Unacceptable latency with 4.1

Question

Unacceptable latency with 4.1

Opened this issue 2 months ago · 3 comments

Describe the bug

After calling a tool, frequently 4.1 will take up to 30 seconds to give a response, even with a small number of tokens. Here are two examples

GPT 4.1-mini has no delay but frequently gets things wrong so we can't use it.
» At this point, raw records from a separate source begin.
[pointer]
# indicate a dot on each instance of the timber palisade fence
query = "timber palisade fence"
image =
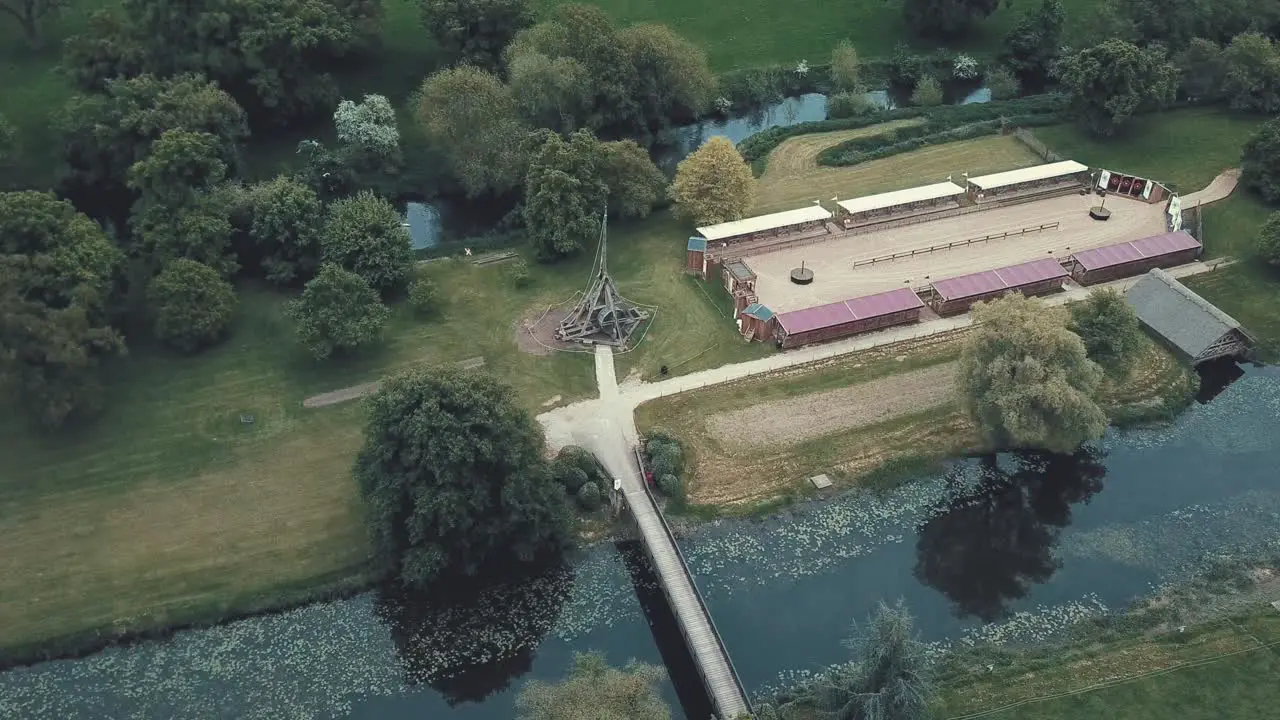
(702, 604)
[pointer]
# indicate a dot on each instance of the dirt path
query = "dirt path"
(796, 419)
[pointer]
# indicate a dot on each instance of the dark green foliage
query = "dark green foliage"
(424, 297)
(1260, 162)
(453, 477)
(475, 31)
(192, 305)
(338, 313)
(589, 496)
(1252, 81)
(1115, 80)
(366, 236)
(1269, 241)
(269, 54)
(945, 18)
(670, 486)
(286, 229)
(1110, 329)
(888, 678)
(563, 194)
(56, 269)
(517, 273)
(1033, 45)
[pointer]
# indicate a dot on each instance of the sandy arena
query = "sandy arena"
(836, 279)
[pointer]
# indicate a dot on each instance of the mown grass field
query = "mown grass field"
(792, 177)
(167, 509)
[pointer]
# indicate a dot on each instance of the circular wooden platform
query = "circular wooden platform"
(801, 276)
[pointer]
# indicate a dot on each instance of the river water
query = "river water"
(995, 550)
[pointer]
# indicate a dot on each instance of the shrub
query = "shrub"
(670, 486)
(193, 304)
(421, 296)
(517, 272)
(589, 496)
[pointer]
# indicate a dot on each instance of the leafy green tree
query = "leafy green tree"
(1110, 82)
(845, 68)
(713, 185)
(594, 689)
(1033, 45)
(1252, 78)
(1269, 241)
(269, 54)
(890, 677)
(286, 228)
(366, 236)
(338, 313)
(472, 117)
(928, 92)
(31, 17)
(1260, 162)
(1110, 329)
(1002, 85)
(56, 272)
(1203, 71)
(946, 18)
(192, 305)
(1027, 379)
(106, 135)
(563, 194)
(476, 31)
(453, 477)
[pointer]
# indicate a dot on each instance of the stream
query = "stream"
(1001, 548)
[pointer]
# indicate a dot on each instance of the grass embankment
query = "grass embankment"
(1220, 670)
(168, 510)
(792, 177)
(734, 470)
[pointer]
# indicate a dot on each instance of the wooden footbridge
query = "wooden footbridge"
(695, 621)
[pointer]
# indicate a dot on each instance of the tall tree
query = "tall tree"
(1110, 82)
(1027, 381)
(56, 270)
(713, 185)
(1252, 80)
(192, 305)
(286, 229)
(472, 115)
(476, 31)
(453, 475)
(269, 54)
(1260, 162)
(1110, 331)
(890, 677)
(1033, 45)
(946, 18)
(366, 236)
(594, 689)
(338, 313)
(31, 17)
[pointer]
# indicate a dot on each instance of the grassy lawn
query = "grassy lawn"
(792, 177)
(1184, 147)
(1214, 671)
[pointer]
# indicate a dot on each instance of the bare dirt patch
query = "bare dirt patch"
(796, 419)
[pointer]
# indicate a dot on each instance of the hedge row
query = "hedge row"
(763, 142)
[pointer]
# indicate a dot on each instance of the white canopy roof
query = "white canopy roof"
(901, 197)
(1028, 174)
(759, 223)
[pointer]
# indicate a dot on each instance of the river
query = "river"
(1006, 548)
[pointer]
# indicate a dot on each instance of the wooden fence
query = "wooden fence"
(956, 244)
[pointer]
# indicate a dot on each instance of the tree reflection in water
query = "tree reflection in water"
(991, 541)
(474, 639)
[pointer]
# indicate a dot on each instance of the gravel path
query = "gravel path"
(796, 419)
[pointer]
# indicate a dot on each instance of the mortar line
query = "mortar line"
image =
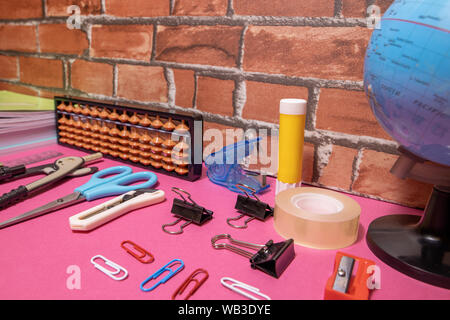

This started about a month ago. Prior to that, everything worked fine.

This is completely unacceptable for a paid product. I have submitted a support ticket as well and gotten no response.

I don't know how you expect businesses to adopt the agents SDK with such abysmal performance. We are getting complaints about it constantly and since we are raising money, VCs are calling it out and saying our product is shit. This needs to be fixed.

Answer 1 · 2025-09-04T21:26:35.000Z

For reference, the 20 second movieglu response had 9,000 tokens in it.

Answer 2 · 2025-09-04T23:58:21.000Z

We're sorry about the disruption, and thank you for taking the time to report it. I've also escalated this issue along with #1481 to the Responses API team. I will share updates once I get any.

Answer 3 · 2025-09-05T01:52:47.000Z

@seratch Don't take this the wrong way, but I've reported this 3 times now over the last month and nothing has changed. Using OpenAI is becoming an embarrassment for our company and damaging our brand. Something needs to be done.